Those against government handouts worry that they can encourage laziness, as there is less incentive to work, resulting in more unemployment. However, the experimental evidence on UBI suggests otherwise. When UBI was trialled in Canada in the 1970s, there was “virtually no decline” in employment. Instead, the high-school completion rate rose, as the financial security from the basic income meant that there was less pressure on students to start earning money. A UBI would relieve financial pressure, resulting in a greater focus towards education, which has much greater benefits to long-term livelihood.
Others feel that strong social welfare schemes accomplish the same aims as UBI for a fraction of the cost. They argue that concentrating funds solely on those who need them the most is far more efficient. But welfare results in a decrease in social mobility from governmental actions. A 2017 study by the Social Mobility Commission found that the government focused too heavily on getting people off social welfare and into employment, while neglecting the quality of these jobs, increasing the skill gap. Pressure from the government to get off welfare leads to long-term economic detriment as a result of decreased social mobility.

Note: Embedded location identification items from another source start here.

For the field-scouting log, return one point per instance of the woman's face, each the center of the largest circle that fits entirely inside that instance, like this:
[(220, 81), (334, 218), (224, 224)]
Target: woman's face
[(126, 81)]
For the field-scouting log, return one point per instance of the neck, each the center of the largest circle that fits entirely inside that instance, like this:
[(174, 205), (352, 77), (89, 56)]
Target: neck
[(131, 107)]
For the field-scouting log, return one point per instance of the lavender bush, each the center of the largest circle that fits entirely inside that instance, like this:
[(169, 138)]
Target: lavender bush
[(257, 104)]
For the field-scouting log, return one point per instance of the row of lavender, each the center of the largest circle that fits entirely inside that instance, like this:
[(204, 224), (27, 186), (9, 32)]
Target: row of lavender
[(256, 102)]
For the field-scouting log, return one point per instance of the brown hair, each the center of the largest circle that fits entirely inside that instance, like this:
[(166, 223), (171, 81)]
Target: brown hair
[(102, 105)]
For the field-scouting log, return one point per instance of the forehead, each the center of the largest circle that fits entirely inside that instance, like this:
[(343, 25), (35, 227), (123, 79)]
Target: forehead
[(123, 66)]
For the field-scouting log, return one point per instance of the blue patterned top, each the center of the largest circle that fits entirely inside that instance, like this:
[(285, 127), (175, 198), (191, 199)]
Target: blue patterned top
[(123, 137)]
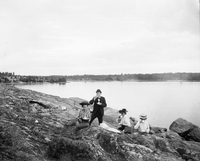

UBI eliminates this problem, as the payment is unconditional, so the government cannot threaten to remove it. Instead, job allocation becomes more efficient, as discussed earlier.
Critics of UBI are also quick to point out that the program would be incredibly costly. This is true; introducing a minimum basic income to the US would cost an estimated $3.8 trillion a year, 21% of GDP. Economist Paul Krugman describes this amount as “not politically achievable” in the current political climate – the high investment required for UBI is daunting to most governments. Many believe that there simply is not enough money for both UBI and a strong public service sector. Diverting money to cash handouts could compromise the integrity of health care systems and educational systems which both serve to facilitate UBI’s aim of social justice. But with UBI replacing social welfare, there is no longer a need for expensive bureaucracy in welfare programs, as the payment is unconditional. Also, the investment is a small price to pay for the myriad improvements UBI would bring to total economic output. It would contribute to higher tax revenues, as well as better well-being and standard of living. Furthermore, the initiative would not only be paid for by increasing taxes on high-earners, but also by taxing rent-seeking practices, which are not productive for the economy, with levies on intellectual property. The ILO found that imposing a small set of levies and taxes to financial activity would provide up to 23.2 per cent of GDP in high-income countries, more than enough to pay for UBI. Financing UBI would be challenging, but certainly feasible.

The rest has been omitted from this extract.